Alex Mashrabov's Higgsfield told Business Insider that its revenue run rate has reached $500 million, turning the AI video creator from a fast-growing consumer app into one of the clearest tests of whether generative media can produce software-company economics.
The number is self-reported, not audited revenue, and Higgsfield is not announcing a closed financing. That distinction matters. Mahi de Silva, Higgsfield's chief strategy officer, told Business Insider that Higgsfield is raising a Series B because of inbound investor interest, after becoming cash-flow positive at the end of May 2026. The round size, lead investor, participating investors, and new valuation were not disclosed.
Still, the run-rate claim changes the conversation around Mashrabov's company. Higgsfield says the figure is up from $50 million in September 2025, implying a 10x increase in less than a year. De Silva told Business Insider that Higgsfield is on pace to reach a $1 billion run rate as soon as the end of 2026.
Mashrabov is not a first-time founder learning video on the fly. TechCrunch reported in January that he previously led generative AI at Snap after Snap bought AI Factory, a startup he co-founded, and that he co-launched Higgsfield with Yerzat Dulat. That background is the throughline: Higgsfield is selling creative control, distribution-speed content, and model orchestration to users who do not want to manage the underlying AI stack.
The financing pitch is profitability, not scarcity
Higgsfield has already raised $150 million from investors including Accel and Menlo Ventures, according to Business Insider. It reached a $1.3 billion valuation earlier this year, according to TechCrunch.
The new Series B process is therefore less about survival capital than about timing.
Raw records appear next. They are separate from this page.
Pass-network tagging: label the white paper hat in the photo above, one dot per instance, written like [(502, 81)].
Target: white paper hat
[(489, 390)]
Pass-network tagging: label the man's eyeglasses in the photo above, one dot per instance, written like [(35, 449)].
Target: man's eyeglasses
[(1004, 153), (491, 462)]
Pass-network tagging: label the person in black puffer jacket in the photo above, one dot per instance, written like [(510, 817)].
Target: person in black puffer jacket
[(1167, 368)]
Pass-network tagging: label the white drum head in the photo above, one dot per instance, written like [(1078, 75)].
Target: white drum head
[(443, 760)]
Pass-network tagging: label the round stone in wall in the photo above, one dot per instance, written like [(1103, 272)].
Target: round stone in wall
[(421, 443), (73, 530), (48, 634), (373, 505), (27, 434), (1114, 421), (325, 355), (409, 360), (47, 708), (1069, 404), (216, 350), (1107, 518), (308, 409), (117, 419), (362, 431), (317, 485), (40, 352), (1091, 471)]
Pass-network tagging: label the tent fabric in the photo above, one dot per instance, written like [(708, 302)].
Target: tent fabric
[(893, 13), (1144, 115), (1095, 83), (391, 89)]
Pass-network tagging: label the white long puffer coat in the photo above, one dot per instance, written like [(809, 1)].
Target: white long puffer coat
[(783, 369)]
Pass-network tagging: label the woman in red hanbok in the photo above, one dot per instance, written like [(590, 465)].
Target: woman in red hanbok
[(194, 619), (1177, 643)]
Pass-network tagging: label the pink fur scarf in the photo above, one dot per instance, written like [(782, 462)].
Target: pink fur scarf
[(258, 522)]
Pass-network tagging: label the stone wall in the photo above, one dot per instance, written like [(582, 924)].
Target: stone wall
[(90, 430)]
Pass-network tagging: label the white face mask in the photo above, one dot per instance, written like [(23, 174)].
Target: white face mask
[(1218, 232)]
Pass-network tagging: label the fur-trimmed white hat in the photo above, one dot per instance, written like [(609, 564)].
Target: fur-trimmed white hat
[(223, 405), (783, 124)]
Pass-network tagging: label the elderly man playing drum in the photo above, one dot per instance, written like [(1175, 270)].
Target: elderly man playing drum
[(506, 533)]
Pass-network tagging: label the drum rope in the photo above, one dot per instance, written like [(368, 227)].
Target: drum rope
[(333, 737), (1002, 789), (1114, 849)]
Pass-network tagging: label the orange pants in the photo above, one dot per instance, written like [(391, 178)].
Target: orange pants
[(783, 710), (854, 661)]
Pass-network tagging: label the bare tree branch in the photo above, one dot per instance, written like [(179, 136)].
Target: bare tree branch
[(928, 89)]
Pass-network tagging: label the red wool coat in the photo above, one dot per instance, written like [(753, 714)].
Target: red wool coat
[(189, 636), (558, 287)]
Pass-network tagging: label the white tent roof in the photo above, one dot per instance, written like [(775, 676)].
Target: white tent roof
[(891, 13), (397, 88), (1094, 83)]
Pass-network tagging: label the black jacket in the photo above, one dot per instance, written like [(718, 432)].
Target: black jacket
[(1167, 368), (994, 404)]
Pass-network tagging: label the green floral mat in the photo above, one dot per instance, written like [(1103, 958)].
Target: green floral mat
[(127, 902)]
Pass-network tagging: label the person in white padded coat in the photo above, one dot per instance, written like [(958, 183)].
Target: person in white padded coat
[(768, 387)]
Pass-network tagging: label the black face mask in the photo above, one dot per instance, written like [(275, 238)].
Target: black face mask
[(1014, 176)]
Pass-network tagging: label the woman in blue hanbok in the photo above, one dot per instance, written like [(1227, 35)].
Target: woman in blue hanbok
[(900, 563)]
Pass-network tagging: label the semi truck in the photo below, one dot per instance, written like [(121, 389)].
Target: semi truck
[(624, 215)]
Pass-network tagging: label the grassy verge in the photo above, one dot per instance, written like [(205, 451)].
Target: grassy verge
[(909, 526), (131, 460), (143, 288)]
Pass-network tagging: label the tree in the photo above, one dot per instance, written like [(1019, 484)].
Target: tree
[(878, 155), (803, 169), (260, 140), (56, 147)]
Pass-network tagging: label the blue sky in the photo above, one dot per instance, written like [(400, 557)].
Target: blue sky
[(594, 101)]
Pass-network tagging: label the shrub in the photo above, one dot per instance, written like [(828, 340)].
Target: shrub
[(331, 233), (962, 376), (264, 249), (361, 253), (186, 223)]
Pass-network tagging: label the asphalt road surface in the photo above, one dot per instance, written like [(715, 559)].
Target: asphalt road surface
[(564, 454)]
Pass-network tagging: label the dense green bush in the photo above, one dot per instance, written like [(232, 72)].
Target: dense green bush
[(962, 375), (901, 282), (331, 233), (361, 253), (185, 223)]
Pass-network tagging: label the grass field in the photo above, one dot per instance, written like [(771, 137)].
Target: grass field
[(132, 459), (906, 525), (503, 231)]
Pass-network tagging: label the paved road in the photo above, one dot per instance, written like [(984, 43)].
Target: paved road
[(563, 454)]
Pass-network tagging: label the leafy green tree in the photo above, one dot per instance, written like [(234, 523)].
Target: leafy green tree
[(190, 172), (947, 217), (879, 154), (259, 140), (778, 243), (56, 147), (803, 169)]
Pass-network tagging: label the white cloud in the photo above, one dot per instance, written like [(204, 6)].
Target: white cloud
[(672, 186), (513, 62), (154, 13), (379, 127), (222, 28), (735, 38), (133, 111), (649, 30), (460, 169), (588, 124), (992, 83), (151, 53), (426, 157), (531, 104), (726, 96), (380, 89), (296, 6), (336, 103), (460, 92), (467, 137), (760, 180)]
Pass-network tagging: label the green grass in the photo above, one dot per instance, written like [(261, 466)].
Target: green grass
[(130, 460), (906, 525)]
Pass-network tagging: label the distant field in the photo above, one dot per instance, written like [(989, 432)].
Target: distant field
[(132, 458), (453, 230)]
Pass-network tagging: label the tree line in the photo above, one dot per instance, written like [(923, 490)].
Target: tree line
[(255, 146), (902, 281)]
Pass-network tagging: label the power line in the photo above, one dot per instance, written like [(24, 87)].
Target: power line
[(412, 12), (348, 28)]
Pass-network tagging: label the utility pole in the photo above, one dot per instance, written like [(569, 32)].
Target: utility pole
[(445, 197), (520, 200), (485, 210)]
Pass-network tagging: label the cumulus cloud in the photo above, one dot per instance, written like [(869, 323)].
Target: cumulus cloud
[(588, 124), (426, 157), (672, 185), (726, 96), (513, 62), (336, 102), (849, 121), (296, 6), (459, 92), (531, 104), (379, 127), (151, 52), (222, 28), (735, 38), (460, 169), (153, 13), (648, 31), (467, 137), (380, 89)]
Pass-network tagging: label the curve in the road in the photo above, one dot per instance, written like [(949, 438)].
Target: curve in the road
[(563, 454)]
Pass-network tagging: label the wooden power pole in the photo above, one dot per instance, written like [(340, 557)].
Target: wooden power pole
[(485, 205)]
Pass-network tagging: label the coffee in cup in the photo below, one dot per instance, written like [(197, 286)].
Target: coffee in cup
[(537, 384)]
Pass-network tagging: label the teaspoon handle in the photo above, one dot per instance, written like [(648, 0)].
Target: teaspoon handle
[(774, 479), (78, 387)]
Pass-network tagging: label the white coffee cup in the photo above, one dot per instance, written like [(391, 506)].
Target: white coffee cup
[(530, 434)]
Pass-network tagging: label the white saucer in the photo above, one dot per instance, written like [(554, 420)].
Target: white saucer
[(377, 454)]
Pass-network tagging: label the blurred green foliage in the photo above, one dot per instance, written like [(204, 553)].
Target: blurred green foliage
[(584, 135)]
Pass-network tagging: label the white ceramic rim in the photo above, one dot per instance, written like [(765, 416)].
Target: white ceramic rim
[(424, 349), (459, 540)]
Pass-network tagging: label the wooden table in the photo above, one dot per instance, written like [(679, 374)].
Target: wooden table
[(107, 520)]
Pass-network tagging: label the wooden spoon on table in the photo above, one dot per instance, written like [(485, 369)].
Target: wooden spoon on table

De Silva put it plainly to Business Insider: "We're not hemorrhaging money, but we are raising a Series B because of inbound interest." His follow-up line was the more revealing one: "I'm a fan of the adage that when dinner is served in financing terms, you should sit down and eat."
That is the financing logic of the 2026 AI market. Companies with credible revenue momentum can raise before they need to, especially when investors are trying to identify the next application-layer breakout after coding tools. Business Insider framed Higgsfield against Cursor and Lovable, two AI software companies that have become investor shorthand for fast adoption. Higgsfield wants that comparison to move beyond code and into media.
But Higgsfield's numbers require careful reading. A revenue run rate is an annualized snapshot, not a guarantee of revenue collected over the next 12 months. Higgsfield has not disclosed gross margin, churn, customer concentration, paid user count, or how much revenue depends on promotional creator programs versus repeat enterprise use. For an AI video business, those omissions are not cosmetic. Compute costs, model costs, refunds, and generation limits can all determine whether top-line growth converts into durable margins.
The product bet is a layer above the models
Higgsfield is positioning itself as a workflow layer above base models rather than a pure model lab. De Silva told Business Insider that the main driver of growth is making AI media creation easier for nontechnical users. The company also says it now works with 390 Fortune 500 companies and that commercial advertising accounts for 70% of activity on the platform.
This explains why de Silva pushed back on the idea that OpenAI or Anthropic automatically become fatal competitors by offering image or video tools. "We bring the best out of each model to our customers," he told Business Insider. In Higgsfield's telling, the model providers are ingredients; Higgsfield is the production interface.
That argument is strongest in advertising, where speed, variation, and testing matter more than auteur control. If the 70% advertising-activity figure holds up, Higgsfield is less a Hollywood replacement story than a performance creative story.
Growth has come with trust problems
The same distribution machine that helped Higgsfield grow has also created reputational risk. Business Insider noted that Higgsfield has been criticized for producing AI slop and linked to Forbes reporting on obscene or racist videos and payment complaints.
Business Insider also reported that Higgsfield's own survey found nearly 30% of creators do not disclose their use of AI tools to clients. De Silva rejected the premise that AI-generated media should be treated as uniquely suspect, comparing it to computer-generated imagery in movies. His argument is that audiences have lived with digitally created and manipulated media for decades.
That defense will land differently with advertisers, agencies, creators, and regulators. CGI is usually embedded in a production process with contracts, rights clearances, and named creative responsibility. Generative video can compress that process into a prompt, a style reference, and a distribution post. Higgsfield's challenge is proving that its ease of use does not become a liability for brands that need rights, safety, disclosure, and quality control.
For Mashrabov, the opportunity is clear: if AI coding created the first wave of application-layer giants, AI media may create the next. Higgsfield's reported $500 million run rate gives that thesis a hard number. The Series B will test how much investors believe the number is repeatable, and how much they are willing to underwrite the messy operational work of turning viral creative tools into trusted production infrastructure.